Question

In a potentiometer experiment, the balancing length for a cell is $240\text{ cm}$. On shunting the cell with a resistance of $2\ \Omega$, the balancing length becomes half the initial balancing length. The internal resistance of the cell is

• A. $1.5\ \Omega$
• B. $1\ \Omega$
• C. $0.5\ \Omega$
• D. $2\ \Omega$

Hint:

Whenever the balancing length drops to exactly half of its initial value after being shunted ($L_2 = \frac{1}{2}L_1$), the internal resistance $r$ of the cell is always exactly equal to the external shunt resistance $R$. You can write down the answer $2\ \Omega$ instantly without doing any calculations!

Answer 1

The Correct Option is D

Step 1: Understanding the Question:
A potentiometer setup is used to determine the internal resistance of an electrochemical cell. Initially, the open-circuit cell balance length is $L_1 = 240\text{ cm}$. When a shunt resistor $R = 2\ \Omega$ is connected across the cell, the new balancing length drops to half its original value ($L_2 = \frac{L_1}{2} = 120\text{ cm}$). We need to find the internal resistance $r$ of the cell.

Step 2: Key Formula or Approach:
The standard potentiometer formula used to evaluate the internal resistance of a cell is: $$r = R \left( \frac{L_1 - L_2}{L_2} \right)$$ where $L_1$ is the open-circuit balancing length and $L_2$ is the short-circuit (shunted) balancing length.

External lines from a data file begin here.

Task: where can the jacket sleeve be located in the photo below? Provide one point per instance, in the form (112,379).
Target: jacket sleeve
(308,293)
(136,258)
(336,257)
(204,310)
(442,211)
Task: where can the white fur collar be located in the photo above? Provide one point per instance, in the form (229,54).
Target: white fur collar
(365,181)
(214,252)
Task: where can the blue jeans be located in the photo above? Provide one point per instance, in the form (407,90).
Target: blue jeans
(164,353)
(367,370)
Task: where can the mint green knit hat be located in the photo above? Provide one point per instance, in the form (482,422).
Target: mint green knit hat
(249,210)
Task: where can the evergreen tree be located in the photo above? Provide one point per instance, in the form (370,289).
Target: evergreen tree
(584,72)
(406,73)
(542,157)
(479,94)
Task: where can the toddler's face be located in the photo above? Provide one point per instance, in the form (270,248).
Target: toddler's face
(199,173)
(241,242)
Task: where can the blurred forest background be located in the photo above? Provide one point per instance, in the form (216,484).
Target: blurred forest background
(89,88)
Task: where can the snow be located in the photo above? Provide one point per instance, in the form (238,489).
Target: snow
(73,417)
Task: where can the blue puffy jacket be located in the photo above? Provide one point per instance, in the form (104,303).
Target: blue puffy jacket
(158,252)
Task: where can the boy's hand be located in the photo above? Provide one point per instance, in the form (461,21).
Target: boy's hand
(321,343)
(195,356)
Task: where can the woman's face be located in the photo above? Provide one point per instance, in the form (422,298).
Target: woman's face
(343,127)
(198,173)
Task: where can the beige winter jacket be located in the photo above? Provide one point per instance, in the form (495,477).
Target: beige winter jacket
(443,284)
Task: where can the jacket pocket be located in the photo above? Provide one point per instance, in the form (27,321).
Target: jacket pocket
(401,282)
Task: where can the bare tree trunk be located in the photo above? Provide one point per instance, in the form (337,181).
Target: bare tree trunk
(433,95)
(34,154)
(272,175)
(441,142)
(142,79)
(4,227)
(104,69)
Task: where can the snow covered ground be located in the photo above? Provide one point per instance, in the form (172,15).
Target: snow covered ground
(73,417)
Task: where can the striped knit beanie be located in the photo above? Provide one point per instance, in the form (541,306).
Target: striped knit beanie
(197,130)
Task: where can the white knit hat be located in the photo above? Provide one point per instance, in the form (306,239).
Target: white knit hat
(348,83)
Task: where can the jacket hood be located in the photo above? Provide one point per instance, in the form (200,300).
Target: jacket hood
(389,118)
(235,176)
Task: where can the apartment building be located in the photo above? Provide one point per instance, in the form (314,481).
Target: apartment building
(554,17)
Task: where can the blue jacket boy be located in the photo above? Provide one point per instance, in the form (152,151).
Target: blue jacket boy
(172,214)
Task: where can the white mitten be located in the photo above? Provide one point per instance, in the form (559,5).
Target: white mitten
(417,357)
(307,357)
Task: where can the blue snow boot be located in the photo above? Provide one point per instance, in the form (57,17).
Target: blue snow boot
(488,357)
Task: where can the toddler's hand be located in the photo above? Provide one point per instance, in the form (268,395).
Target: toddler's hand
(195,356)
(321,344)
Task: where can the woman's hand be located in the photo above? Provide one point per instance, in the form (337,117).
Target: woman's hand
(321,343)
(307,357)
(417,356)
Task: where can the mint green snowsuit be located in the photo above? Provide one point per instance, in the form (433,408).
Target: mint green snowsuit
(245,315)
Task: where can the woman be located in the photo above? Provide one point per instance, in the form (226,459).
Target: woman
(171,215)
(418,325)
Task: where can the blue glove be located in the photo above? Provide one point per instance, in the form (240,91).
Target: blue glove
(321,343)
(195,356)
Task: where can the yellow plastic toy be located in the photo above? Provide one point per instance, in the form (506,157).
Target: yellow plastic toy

Step 3: Detailed Explanation:
Let's list the parameter values provided in the problem statement: $$\text{Shunt resistance, } R = 2\ \Omega$$ $$\text{Initial balancing length, } L_1 = 240\text{ cm}$$ $$\text{New balancing length, } L_2 = \frac{240}{2} = 120\text{ cm}$$ Substitute these numbers into the internal resistance formula: $$r = 2 \times \left( \frac{240 - 120}{120} \right)$$ $$r = 2 \times \left( \frac{120}{120} \right)$$ $$r = 2 \times 1 = 2\ \Omega$$

Step 4: Final Answer:
The internal resistance of the cell is $2\ \Omega$, which corresponds to option (D).